Welcome to Step 1 of the Money Boot Camp Preliminary to Becoming a Millionster
Before you take a strangle-hold on money, it is prudent to analyze the situation you’re in and recognize the things that have brought you to be in a state of “money chaos.” In the financial blog community you’ll see a number of tips telling you to track your spending and build a budget, but really none of that is going to help you UNTIL you understand the bigger problem: You
You are the cause of your own demise, and in contrast the key to your success. Everything you are, have and do, begins and ends with you. (see Self Awareness)
Lack of Knowledge
Imagine living in an abstract world. A world where nothing around you has labels or names, where things are perceived but seldom understood. This is not unlike the experience that many people have in managing their financial world.
Growing up you most likely learned to save your money away for rainy days from your Baby Boomer parents, (whose parents were Great Depression parents) — or if you lived on a farm or a poor community you learned the value of good old fashioned hard work. But what you didn’t learn in your first 25 years of life– things like banking, budgeting, credit, long term saving, the power of interest rates etc., has largely come back to bite you in the buttocks in the form of (among other things) increasing debt, bad credit, and no savings. You work hard and squeeze your pennies, but you get no where.
By the time you start to figure things out you will be in such a financial grave that you’ll have little room (after 2 or 3 kids and a round of welfare) to be anything else but poor for the rest of your life. Or maybe you’ve had some good luck but made one really bad financial choice that left you in ruin. No matter the situation, the fact remains, financial literacy means the difference between wealthy and broke. With so much at stake you’d think that the great institutions would invest more into teaching financial literacy, but sadly this is not so. (I’m starting to soung like Rich Dad, Poor Dad)
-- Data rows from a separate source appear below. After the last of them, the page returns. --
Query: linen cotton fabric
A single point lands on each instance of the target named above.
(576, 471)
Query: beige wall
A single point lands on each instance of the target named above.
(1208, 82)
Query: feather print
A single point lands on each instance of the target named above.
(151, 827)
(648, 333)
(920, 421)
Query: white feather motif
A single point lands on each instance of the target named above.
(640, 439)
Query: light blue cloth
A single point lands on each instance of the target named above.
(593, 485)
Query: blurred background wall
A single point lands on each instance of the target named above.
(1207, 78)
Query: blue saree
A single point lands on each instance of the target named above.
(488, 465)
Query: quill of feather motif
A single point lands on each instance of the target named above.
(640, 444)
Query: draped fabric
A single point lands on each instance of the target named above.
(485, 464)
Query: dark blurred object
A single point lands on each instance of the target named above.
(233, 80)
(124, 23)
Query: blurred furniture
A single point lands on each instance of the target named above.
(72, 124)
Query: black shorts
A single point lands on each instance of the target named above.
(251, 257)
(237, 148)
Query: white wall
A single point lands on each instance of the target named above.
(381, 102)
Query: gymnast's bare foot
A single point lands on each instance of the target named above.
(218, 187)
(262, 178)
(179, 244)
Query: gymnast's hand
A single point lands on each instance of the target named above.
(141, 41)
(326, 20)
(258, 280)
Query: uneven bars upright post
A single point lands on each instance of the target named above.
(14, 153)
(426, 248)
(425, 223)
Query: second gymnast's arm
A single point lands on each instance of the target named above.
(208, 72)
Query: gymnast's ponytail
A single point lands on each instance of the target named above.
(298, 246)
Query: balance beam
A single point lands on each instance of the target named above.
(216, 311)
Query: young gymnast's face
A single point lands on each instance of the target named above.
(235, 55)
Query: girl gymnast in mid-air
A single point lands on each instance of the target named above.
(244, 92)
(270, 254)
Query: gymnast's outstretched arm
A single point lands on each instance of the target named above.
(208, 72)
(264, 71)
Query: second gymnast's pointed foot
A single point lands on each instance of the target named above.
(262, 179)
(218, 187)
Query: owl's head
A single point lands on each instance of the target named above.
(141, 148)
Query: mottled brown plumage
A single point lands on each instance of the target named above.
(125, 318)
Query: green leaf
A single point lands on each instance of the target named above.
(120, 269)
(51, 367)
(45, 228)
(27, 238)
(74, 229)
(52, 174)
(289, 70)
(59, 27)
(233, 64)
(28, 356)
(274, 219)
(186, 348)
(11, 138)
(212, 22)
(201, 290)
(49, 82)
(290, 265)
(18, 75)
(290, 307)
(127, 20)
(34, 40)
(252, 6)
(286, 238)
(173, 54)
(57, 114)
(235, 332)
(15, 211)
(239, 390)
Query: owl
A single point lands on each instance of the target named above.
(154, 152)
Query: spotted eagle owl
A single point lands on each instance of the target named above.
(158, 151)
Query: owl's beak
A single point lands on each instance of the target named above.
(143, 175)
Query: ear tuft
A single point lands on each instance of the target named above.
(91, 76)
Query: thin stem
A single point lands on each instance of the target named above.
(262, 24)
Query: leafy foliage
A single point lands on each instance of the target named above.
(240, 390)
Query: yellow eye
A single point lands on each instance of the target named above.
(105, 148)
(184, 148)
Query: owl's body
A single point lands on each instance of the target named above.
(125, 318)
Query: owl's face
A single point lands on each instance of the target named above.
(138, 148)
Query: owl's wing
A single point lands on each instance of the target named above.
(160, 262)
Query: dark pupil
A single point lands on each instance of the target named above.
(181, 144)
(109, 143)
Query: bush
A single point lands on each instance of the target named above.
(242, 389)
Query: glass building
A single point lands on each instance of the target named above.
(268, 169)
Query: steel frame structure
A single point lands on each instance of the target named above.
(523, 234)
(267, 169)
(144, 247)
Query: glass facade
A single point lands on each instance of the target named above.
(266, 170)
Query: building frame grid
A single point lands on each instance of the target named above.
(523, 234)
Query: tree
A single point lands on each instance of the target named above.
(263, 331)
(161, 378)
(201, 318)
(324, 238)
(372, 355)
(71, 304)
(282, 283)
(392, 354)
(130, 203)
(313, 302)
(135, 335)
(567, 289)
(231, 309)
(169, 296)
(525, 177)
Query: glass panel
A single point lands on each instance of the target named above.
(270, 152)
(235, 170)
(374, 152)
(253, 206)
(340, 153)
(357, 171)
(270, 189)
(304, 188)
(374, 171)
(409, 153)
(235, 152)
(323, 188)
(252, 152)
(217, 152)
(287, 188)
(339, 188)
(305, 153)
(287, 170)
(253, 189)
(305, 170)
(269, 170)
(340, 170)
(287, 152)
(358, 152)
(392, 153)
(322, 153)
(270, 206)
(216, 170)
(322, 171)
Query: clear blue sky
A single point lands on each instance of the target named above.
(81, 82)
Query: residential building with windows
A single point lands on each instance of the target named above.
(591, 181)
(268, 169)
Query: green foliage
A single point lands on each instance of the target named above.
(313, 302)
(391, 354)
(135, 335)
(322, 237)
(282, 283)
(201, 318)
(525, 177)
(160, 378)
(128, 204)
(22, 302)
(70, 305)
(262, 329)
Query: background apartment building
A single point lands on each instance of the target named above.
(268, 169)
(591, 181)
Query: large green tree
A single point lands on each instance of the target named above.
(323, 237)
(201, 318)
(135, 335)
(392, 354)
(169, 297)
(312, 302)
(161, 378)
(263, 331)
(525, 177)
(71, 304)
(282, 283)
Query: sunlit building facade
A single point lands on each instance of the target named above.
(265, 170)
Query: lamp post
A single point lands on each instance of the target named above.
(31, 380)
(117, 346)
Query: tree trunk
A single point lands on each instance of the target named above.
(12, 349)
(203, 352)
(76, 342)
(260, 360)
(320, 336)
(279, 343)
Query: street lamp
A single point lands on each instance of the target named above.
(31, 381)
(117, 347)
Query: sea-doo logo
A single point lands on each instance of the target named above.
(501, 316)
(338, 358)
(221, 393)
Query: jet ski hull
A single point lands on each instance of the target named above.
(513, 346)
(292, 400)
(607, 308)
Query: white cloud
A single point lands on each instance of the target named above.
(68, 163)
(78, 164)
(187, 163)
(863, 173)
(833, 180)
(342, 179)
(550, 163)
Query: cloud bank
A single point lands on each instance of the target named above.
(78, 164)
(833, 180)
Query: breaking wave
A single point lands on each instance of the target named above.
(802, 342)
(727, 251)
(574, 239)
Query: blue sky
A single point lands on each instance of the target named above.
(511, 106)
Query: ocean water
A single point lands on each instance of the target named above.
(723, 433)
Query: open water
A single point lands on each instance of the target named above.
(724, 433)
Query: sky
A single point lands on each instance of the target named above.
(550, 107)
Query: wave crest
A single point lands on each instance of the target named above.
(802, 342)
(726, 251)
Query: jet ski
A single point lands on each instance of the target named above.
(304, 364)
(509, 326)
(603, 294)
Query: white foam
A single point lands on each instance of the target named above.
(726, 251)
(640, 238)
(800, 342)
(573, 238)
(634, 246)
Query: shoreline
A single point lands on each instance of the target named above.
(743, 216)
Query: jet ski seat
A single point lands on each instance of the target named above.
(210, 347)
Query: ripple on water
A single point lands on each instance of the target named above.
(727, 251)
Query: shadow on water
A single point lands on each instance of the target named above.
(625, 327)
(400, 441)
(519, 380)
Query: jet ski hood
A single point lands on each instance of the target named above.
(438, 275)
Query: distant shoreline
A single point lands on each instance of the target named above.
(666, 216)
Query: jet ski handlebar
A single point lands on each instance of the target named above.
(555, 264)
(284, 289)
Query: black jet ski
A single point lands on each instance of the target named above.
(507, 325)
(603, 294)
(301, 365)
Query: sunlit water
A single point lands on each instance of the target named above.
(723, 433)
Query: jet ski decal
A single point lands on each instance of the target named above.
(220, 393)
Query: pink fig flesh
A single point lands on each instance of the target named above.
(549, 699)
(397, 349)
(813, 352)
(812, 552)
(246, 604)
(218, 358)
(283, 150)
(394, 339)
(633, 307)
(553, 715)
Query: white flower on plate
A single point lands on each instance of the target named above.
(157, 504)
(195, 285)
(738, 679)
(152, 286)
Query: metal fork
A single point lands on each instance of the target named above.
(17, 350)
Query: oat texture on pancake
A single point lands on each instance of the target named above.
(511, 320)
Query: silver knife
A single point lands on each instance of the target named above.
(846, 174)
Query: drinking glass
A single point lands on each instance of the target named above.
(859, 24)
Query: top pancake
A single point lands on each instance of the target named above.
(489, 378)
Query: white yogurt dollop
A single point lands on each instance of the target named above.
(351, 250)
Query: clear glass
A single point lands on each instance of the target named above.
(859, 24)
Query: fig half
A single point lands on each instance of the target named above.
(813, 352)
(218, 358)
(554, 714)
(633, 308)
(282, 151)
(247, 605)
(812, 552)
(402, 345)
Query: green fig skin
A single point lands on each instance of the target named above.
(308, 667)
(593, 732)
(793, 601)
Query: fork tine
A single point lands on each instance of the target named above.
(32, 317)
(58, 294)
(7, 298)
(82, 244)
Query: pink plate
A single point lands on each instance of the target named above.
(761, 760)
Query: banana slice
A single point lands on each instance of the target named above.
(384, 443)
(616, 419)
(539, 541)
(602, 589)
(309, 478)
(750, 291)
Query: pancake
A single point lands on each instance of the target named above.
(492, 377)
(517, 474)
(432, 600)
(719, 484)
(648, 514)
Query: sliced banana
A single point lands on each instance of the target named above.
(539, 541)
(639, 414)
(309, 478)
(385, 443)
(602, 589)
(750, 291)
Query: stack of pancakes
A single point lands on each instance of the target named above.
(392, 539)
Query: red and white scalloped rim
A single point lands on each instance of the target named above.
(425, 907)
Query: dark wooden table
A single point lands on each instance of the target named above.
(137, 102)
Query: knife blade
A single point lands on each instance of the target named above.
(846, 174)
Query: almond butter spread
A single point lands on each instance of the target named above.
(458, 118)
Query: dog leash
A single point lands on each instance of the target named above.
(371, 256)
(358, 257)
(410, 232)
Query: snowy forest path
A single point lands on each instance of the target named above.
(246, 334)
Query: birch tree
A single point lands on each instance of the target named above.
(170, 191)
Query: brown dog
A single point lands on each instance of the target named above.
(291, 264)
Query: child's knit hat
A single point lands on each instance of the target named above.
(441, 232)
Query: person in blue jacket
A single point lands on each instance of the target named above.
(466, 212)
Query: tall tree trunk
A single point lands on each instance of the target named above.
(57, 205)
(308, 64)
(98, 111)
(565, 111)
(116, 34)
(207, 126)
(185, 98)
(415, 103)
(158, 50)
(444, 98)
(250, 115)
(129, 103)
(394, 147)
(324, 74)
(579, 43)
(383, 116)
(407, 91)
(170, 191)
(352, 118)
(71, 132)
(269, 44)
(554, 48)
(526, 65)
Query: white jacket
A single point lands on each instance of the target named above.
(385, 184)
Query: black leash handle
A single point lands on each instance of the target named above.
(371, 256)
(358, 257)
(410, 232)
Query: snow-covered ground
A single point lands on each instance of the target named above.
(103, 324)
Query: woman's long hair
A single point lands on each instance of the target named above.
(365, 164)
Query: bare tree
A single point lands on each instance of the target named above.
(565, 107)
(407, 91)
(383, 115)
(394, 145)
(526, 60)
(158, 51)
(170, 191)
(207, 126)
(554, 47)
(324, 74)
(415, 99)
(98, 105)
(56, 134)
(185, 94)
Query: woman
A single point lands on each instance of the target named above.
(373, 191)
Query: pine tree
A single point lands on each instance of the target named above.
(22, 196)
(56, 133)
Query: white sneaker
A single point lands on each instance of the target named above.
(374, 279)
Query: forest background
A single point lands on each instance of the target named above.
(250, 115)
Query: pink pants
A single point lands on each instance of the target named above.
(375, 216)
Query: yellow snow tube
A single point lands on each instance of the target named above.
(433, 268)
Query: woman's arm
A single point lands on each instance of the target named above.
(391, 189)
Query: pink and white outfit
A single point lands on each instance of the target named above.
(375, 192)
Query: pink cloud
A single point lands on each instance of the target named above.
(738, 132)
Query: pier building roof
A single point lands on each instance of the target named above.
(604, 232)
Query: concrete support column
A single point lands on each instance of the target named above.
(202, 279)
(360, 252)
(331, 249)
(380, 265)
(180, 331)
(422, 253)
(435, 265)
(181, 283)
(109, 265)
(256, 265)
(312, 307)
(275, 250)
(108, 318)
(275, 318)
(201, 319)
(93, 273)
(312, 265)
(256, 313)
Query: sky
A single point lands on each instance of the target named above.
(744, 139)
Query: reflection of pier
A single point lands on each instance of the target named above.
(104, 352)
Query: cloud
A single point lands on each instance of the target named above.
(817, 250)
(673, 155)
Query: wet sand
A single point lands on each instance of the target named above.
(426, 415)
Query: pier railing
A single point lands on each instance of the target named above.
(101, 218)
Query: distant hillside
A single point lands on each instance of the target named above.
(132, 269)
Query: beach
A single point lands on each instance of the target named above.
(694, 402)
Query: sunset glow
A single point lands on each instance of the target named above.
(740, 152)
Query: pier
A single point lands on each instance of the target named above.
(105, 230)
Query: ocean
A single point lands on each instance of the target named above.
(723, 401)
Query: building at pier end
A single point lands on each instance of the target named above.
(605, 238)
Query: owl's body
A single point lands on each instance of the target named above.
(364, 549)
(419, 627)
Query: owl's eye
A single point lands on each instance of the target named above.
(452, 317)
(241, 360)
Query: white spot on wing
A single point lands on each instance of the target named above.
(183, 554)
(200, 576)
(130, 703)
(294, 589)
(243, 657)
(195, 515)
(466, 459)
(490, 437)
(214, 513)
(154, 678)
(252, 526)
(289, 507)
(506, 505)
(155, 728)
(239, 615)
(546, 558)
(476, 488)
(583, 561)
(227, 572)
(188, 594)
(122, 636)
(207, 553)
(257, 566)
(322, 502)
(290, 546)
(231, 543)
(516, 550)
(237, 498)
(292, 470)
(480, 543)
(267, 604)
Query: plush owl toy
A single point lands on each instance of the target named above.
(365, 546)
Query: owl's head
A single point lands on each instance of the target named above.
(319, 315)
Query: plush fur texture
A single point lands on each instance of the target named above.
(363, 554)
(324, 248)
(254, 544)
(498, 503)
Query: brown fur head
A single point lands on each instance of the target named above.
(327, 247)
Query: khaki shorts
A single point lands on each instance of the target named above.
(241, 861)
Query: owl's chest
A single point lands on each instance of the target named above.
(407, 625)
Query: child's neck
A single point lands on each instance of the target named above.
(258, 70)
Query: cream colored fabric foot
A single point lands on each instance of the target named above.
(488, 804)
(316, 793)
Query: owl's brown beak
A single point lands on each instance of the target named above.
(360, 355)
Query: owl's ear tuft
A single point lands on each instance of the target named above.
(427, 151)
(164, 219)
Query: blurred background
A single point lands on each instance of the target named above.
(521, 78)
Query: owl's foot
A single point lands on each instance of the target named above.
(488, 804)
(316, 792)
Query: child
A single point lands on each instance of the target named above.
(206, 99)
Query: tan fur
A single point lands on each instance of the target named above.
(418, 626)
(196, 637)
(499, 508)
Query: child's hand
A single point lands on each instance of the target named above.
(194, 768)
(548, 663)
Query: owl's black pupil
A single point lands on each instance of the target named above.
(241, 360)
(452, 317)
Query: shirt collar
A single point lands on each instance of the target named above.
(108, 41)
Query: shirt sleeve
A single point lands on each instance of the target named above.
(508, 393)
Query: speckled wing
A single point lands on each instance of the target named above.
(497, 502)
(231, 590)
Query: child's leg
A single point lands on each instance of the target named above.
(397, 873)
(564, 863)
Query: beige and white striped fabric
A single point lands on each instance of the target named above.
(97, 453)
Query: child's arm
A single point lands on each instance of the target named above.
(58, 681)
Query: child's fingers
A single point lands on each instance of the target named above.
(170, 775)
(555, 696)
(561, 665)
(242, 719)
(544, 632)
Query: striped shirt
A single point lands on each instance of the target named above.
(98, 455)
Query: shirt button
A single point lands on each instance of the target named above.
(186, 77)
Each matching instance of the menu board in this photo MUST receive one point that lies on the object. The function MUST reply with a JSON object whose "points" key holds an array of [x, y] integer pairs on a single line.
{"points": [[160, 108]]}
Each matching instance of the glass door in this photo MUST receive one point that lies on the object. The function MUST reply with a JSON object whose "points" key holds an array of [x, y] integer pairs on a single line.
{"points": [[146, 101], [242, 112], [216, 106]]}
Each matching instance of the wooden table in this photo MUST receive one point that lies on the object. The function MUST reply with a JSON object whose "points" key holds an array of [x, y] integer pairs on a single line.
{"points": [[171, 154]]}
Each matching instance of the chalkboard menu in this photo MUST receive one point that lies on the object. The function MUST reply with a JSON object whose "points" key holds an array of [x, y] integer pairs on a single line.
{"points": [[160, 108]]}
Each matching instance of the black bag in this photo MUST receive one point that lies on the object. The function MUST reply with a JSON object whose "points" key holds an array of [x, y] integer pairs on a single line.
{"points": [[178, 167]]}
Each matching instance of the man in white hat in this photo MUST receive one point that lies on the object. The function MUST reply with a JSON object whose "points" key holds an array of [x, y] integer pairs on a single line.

Financial literacy can easily transform the bewildering abstractions of time and money into something you can actually undersand. Taking control of your finances by learning and understanding the institutions, principles and systems is an essential step to becoming successful in life.
Where you start depends on where you’re at in your financial journey, and by reading Millionster, you’ve already augmented your toolset by acquainting yourself with someone that has the same goals as you!


































February 24th, 2007 at 7:57 am
For many, it is clear that financial literacy is important.
However, it is also a sad truth that many are still not sure of how they should acquire the knowledge or lack the motivation and desire to start learning.
As a result, they are still struggling in the so called Rat Race, incurring credit card debts and spending on items which does not help in their wealth building. Example buying liability instead of income producing assets.